昔から重い病気は少し治った時(小康状態)が危ないと言われる。人は長期療養等をして病気が回復傾向になると緊張が緩む為か、療養を怠けたりしてより重い病状になることがある。回復期こそ油断出来ない。
経営にも同じ注意が必要で、特に赤字続きや資金繰り難等厳しい経営状況を抜け出す直前が最も要注意だ。一例として、A社長が経営するX社(建設業、年間売上高15憶円)は10年前から業績が低迷して資金繰りに苦しんでいた。毎月の支払期毎に資金調達に走り回り、少しずつ業績が回復していた。そんな時、A社長個人が20年前に買って放置していた山林の一部に公的施設ができることになって売却した。A社長は一息ついて、毎月の資金繰りに苦しまなくなった。

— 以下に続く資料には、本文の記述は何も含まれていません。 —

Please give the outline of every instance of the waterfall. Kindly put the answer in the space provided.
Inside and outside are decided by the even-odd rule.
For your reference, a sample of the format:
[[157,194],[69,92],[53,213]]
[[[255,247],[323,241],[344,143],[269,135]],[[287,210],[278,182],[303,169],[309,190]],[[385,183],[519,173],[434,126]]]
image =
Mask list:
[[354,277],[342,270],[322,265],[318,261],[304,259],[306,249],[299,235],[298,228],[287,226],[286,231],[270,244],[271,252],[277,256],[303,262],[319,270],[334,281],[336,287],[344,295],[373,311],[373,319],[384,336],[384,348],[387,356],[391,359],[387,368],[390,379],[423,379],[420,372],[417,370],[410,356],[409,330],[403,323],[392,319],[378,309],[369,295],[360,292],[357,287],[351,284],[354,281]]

今は長年走り続けた休憩時間という言訳をしていた(結果は回復目標期限の先延ばしになった)。人は苦しい環境には中々慣れないが、楽な環境には容易に慣れるものだ。数年後X社が苦境に陥った時、再生の目途が全く立たなくなっていた。
経営改善計画に沿って徐々に業績が回復しているような場合でも、最後の1年か2年の仕上げで力を抜くとたちまち元の木阿弥になることがある。たとえ順調な回復途上にあっても油断せず、目標達成を先延ばしにする態度を戒める心得が大切である。